Napoli – Duro colpo alla criminalità organizzata che punta sulle nuove frontiere delle truffe informatiche. Nella notte del 16 marzo 2026 i Carabinieri del Nucleo Investigativo di Napoli hanno eseguito un’ordinanza di misura cautelare nei confronti di 16 persone, ritenute gravemente indiziate – a vario titolo – di associazione per delinquere, frode informatica e accesso abusivo a sistemi informatici, con l’aggravante delle finalità mafiose.

Il provvedimento è stato emesso dal Gip del Tribunale di Napoli su richiesta della Direzione Distrettuale Antimafiadella Procura partenopea. Nei confronti degli indagati sono state disposte misure di custodia cautelare in carcere e divieto di dimora in Campania.

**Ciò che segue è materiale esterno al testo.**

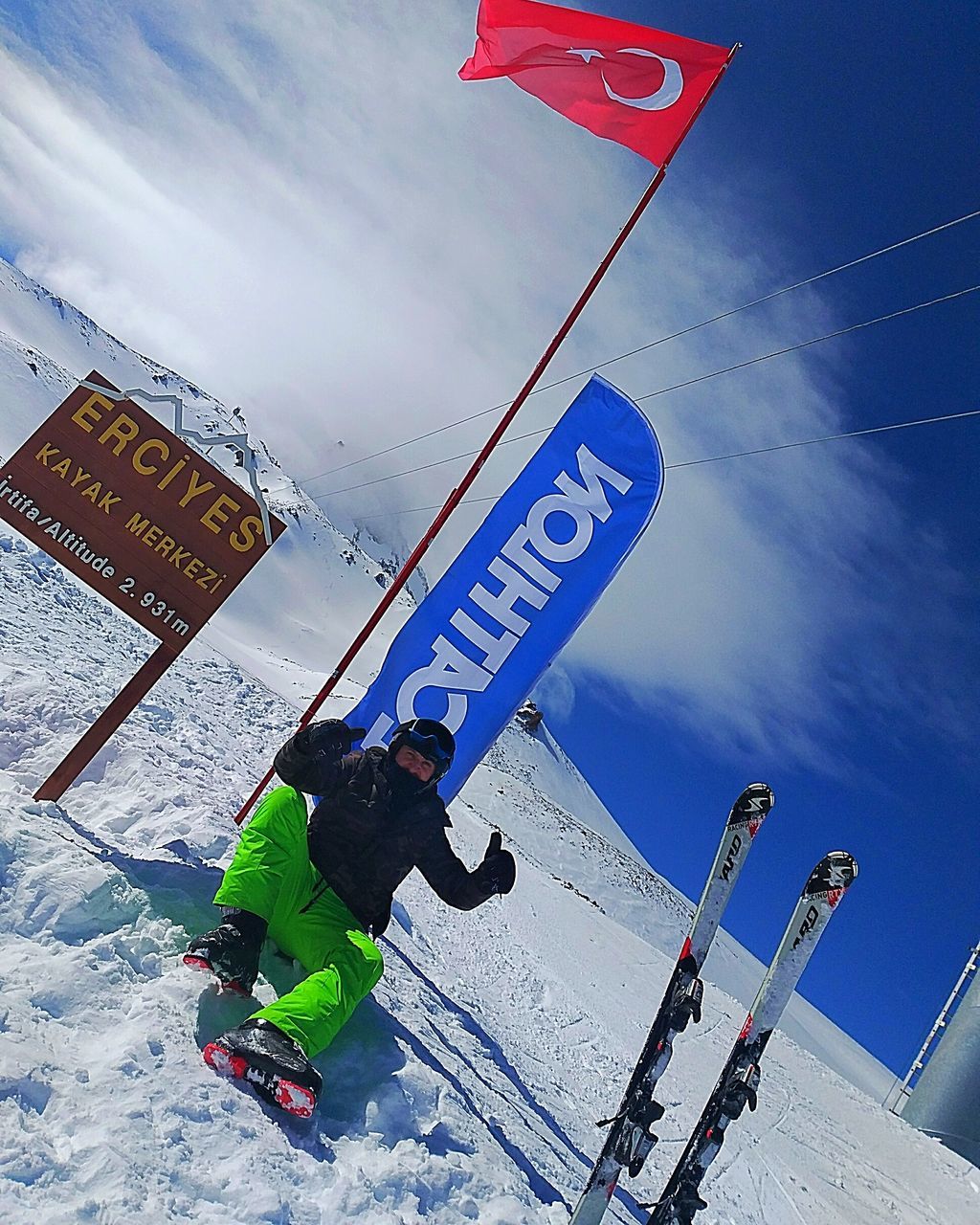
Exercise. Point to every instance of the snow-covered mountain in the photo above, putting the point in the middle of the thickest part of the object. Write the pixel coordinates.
(466, 1088)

L’operazione è il risultato di una complessa attività investigativa condotta tra il 2022 e il 2024 dal Nucleo Investigativo dei Carabinieri di Napoli e coordinata dalla DDA. Attraverso intercettazioni, attività tecniche e approfondimenti investigativi, gli inquirenti avrebbero ricostruito l’esistenza di un’associazione per delinquere legata al clan Mazzarella, attiva tra Napoli e provincia e specializzata in frodi informatiche.

Secondo l’ipotesi accusatoria, tra le persone raggiunte dalla misura cautelare figurerebbero anche presunti promotori e organizzatori del gruppo, alcuni dei quali ritenuti vicini alla storica consorteria camorristica.

Gli investigatori hanno ricostruito nel dettaglio il modus operandi dell’organizzazione. Il gruppo avrebbe messo in atto sofisticate truffe online che, in alcuni casi, avrebbero colpito anche vittime all’estero, in particolare nel territorio iberico.

Le frodi venivano realizzate attraverso diverse tecniche:

  • Phishing, con l’invio di e-mail contraffatte che simulavano comunicazioni ufficiali degli istituti di credito;
  • Vishing, cioè telefonate fraudolente alle vittime;
  • Caller ID spoofing, sistema che consente di modificare il numero del chiamante facendo apparire sul telefono della vittima quello della propria banca.

Convinti di parlare con operatori dell’istituto di credito, i correntisti venivano indotti a fornire codici di accesso e dati sensibili. In altri casi ricevevano link che rimandavano a siti clone delle banche, sui quali inserivano le proprie credenziali.

In alcune circostanze, secondo quanto emerso dalle indagini, gli autori delle truffe si sarebbero presentati come operatori antifrode, agenti della Polizia Postale o militari dell’Arma dei Carabinieri.

Con questo stratagemma convincevano le vittime che sui loro conti correnti fossero in corso operazioni sospette e le persuad evano a effettuare bonifici verso conti indicati dai truffatori, con la promessa di mettere al sicuro il denaro.

Contestualmente all’esecuzione delle misure cautelari, i carabinieri hanno eseguito anche un sequestro preventivo per circa un milione di euro, ritenuto provento delle attività illecite.

La precisazione della procura

Il provvedimento eseguito è una misura cautelare adottata nella fase delle indagini preliminari. Gli indagati hanno la possibilità di presentare ricorso e devono essere considerati presunti innocenti fino a eventuale sentenza definitiva di condanna.